Generating consensus descriptions of species by mashing together data gleaned from different sources has been proposed by various projects but will never be practical. Different accounts not only come in different formats they are also authored for different audiences from different perspectives. An afternoon in the library with a photocopier and a pair of scissors will demonstrate the impossibility of creating non-trivial descriptions by cutting and pasting from original sources even for a human.
This wild idea is that we shouldn't bother doing mashups but instead enhance the indexing and federated search services such as iSpecies. by answering the simple question “Where are all the species pages?”.
The proposed way to do this is to exploit the well established SiteMaps format to allow authors of taxonomic accounts to provide an index file to their description pages.
SiteMaps is a protocol that allows webmasters to inform search engines of the URLs they would like to have indexed. Practically the protocol consists of an XML or plain text file that contains a list of URLs and metadata for a particular website. It is a very simple protocol, easy to implement and supported by a wide range of search engines including Google, MSN, Yahoo! and Ask.com. There are only three metadata elements in the protocol. They consist of the last modification date, change frequency and priority. Importantly SiteMaps is extensible by addition of XML elements in other namespaces.
As a first level of implementation data suppliers could be asked to generate a SiteMap file as per the protocol that only includes their species pages. There are tutorials and validation tools already available from Google to support this process. They should then submit the URL of the file to a Species Index Registry(SIR) along with a simple description of the taxonomic and geographic scope of their data.
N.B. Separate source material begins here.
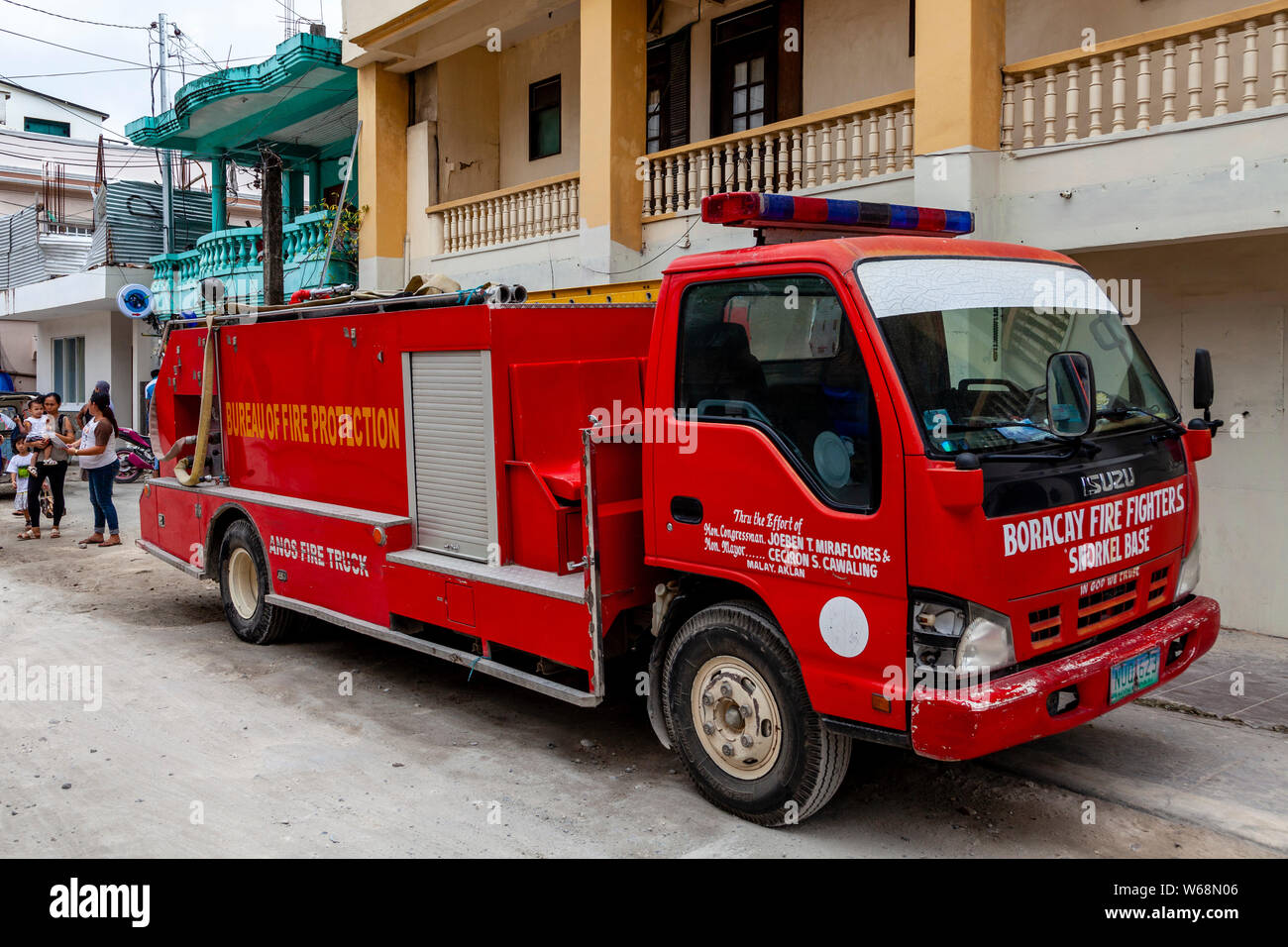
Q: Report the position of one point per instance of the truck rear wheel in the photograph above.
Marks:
(244, 586)
(738, 714)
SIR consists of a human with an email account and a manually edited web page. It should be relatively simple to write an indexer that uses the SiteMaps listed in SIR to index just species page of interest to a particular project. The cost and risk of implementation of this strategy is very small yet it would enable a great deal of innovation going forward.
A second level of implementation would involve extending the SiteMaps file format to include metadata about what each species page included. This could involve reusing the TDWG ontology namespaces. Including more metadata in the SiteMaps file would enable the generation of a more complex registry and more intelligent indexers. It is highly likely however that discussions about metadata extensions will bog down the first level implementation and so prevent anything practical happening at all. Perhaps that is why this is a wild idea?